Oh I see, so that's the particular case! I'm not sure I'd have time to do a PR for this unfortunately. If anyone is interested, the methods/variables of NNDescent that are used by UMAP are:

In UMAP.transform():

In UMAP.update():

The new abstract object should probably have a more general interface, with simply query(), update() and neighbor_graph.

jlmelville commented 2 years ago

I think an alternative solution would be to move where the failure occurs:

  1. when validating the pre-computed knn, allow the NNDescent object to be optional and if it is not found, warn that the resulting reducer cannot be used to transform new data.
  2. add a check in transform to raise the ValueError there.

This would have the very minor downside of not causing an error until a user tried to transform new data, but allowing the pre-computed knn to be a lot simpler would be very helpful. This is the same strategy that I use in uwot and no-one has complained about it yet (well, not to me anyway).

  1. There is a related wrinkle not mentioned by @matthieuheitz but due to the presence of force_approximation_algorithm=True in the example code I suspect it was triggered: if you use a pre-computed knn with a small (i.e. N < 4096) dataset and don't set that parameter to True, you get a message that a pre-computed knn is only meant for big data and the supplied data will be ignored. But looking at the code, I don't think UMAP actually follows through on that threat:

https://github.com/lmcinnes/umap/blob/b4e9a318542e797015c2f9c631eab0e0550523c6/umap/umap_.py#L1956-L1961

I am not entirely sure what was intended here: I think it's to ensure that the PyNNDescent code path is followed?

@lmcinnes if 1-2 is an acceptable solution I am happy to take a crack at a PR for that, and 3 as well if I can understand what it's supposed to do.

lmcinnes commented 2 years ago

I like the 1-2 plan since there are other things that trigger warnings that transforms will not eb available and failure doesn't occur 'til later, so it fits the pattern. I would be very happy with a PR if you wanted to try that.
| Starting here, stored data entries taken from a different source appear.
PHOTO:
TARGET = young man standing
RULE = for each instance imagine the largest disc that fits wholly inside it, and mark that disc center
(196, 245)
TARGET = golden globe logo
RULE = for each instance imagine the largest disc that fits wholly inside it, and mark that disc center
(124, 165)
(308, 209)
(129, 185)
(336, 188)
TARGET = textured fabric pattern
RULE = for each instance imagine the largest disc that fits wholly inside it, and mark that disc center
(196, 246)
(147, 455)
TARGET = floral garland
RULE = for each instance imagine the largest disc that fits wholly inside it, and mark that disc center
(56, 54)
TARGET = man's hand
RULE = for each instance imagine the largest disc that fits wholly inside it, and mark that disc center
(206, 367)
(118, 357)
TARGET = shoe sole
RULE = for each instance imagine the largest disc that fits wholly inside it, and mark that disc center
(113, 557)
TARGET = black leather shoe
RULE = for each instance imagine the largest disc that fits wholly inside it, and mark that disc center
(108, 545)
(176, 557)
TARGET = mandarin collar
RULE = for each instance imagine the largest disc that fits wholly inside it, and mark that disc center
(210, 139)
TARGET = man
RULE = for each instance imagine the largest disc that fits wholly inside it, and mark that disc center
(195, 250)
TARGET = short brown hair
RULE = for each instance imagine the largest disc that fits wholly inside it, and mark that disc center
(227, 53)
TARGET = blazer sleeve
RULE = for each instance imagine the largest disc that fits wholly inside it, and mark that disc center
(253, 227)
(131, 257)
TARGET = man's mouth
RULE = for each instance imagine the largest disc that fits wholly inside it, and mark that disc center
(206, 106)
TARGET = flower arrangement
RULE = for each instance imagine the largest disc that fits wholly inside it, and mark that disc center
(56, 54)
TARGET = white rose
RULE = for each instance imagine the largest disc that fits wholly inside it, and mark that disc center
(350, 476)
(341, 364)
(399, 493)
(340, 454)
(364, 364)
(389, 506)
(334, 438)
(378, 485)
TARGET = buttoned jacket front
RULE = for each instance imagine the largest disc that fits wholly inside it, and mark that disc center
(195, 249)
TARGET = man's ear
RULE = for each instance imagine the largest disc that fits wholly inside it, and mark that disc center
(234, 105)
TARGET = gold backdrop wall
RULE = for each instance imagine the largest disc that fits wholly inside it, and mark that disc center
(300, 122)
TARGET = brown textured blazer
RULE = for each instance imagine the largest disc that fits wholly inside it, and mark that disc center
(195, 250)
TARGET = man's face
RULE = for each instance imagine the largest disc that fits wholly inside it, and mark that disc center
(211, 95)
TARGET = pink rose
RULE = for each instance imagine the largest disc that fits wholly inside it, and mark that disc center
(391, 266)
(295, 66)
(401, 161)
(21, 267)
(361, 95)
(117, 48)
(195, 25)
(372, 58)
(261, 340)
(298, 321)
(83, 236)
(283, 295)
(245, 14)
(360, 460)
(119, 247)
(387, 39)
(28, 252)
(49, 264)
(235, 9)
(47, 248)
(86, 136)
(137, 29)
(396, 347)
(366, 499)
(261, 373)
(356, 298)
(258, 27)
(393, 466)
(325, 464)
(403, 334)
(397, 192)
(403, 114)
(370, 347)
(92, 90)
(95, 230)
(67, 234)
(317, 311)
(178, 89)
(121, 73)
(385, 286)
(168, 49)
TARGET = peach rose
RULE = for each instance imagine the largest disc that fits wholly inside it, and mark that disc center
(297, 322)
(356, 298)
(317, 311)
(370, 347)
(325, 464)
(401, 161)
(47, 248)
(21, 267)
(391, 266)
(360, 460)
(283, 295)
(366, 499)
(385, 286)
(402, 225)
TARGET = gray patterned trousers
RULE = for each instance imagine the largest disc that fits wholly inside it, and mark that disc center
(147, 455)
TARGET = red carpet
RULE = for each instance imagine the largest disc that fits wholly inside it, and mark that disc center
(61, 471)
The plan for force_approximation_algorithm=True is to ensure the pynndescent code path gets run -- not least so tests can run with small datasets but exercise that code path. The warning is (likely? I can't recall) because the pre-computed knns were originally for large data since small datasets could simply use metric="precomputed", but to be honest there is no reason not to accept the precomputed knn even in the small case.